According to Hutchinson, his daughter uses medicinal marijuana to relieve the symptoms caused by brain tumours she's been afflicted with over the years.
"She was basically given a death sentence and cannabis has given her a chance and now they want to take it away from people's control," said Hutchinson, noting that the changes could lead to people like his daughter having to turn to the street to purchase affordable marijuana rather than commercial dispensaries. "Right now, the price (Health Canada) is quoting is higher than what you can find on the black market. So the prohibition that's causing this, it's going to make the violence and crime associated with the drug trade worse."
Hutchinson said Hiebert has so far been supportive of him and his daughter throughout their plight, and even assisted in getting her the license after her application process was stalled.
"When we first made the application to Health Canada it was taking months and so I came to MP Hiebert and said this isn't working and asked him for help and he did, he contacted Health Canada directly and after three weeks I got my license," recalled Hutchinson.

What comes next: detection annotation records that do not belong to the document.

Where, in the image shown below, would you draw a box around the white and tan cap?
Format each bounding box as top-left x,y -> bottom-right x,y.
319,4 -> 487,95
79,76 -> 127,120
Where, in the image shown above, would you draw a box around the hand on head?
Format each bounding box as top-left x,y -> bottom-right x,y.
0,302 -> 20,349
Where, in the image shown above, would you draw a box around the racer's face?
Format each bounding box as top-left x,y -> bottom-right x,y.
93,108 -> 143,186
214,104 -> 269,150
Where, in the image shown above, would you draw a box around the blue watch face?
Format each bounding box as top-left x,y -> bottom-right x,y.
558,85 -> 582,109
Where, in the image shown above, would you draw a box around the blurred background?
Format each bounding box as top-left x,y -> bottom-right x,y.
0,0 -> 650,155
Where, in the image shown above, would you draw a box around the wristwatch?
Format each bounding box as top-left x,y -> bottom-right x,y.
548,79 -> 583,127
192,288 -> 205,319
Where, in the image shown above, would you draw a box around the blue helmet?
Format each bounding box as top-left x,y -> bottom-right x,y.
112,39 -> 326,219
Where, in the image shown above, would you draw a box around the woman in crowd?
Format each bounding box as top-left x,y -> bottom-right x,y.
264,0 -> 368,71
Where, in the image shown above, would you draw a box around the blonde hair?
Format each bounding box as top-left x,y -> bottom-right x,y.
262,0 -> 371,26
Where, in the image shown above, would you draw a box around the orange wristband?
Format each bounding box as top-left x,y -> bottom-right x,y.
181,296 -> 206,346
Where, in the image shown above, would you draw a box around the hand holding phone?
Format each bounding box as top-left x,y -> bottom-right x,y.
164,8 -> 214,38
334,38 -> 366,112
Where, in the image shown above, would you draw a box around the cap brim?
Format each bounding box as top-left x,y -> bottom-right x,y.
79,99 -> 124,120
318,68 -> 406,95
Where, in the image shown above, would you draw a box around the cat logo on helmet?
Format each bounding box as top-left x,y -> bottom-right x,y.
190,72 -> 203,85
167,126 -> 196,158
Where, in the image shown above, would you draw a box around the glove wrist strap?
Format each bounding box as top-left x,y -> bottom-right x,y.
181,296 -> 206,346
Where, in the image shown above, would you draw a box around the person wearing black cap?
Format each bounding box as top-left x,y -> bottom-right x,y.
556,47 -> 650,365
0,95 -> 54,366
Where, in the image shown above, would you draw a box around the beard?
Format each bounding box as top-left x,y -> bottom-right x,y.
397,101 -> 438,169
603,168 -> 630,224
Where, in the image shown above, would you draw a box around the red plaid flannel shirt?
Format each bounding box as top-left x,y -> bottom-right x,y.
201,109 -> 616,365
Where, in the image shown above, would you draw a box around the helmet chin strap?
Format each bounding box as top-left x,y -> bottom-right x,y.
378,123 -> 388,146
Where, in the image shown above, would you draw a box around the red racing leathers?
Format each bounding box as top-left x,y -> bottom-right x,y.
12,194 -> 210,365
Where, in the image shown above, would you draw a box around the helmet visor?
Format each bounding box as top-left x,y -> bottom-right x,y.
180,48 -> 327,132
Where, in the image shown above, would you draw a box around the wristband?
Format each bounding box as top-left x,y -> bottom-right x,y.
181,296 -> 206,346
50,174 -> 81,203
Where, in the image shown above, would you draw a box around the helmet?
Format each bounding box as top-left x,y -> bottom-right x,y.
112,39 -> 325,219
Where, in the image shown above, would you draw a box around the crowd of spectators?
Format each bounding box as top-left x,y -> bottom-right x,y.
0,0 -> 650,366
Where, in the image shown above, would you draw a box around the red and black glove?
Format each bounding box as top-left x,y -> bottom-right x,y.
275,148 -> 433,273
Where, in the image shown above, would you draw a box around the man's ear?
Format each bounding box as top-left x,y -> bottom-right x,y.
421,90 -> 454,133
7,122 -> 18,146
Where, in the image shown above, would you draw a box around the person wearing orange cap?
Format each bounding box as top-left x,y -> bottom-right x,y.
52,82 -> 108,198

For Joy Davies, who suffers from fibromyalgia and grows her own medicinal marijuana, she's concerned that the changes would essentially make her a criminal for growing her own medicine.
Currently there are nearly 30,000 people in Canada licenced to grow medical marijuana, with 11,500 in B.C. alone. According to Davies, by being able to grow her own marijuana, she pays about $1.80 per gram. If the proposed changes come into effect, Davies said she estimates the cost to jump to $8.80 per gram by 2014.
"If I have to pay for my medication that's $6,000 a month I don't have," she said. "So we're asking (the government) put a hold on it and talk to us. We are the highest stakeholders of all and they never consulted us about this change. We are important, our lives are important and we don't want to be murdered because of policy."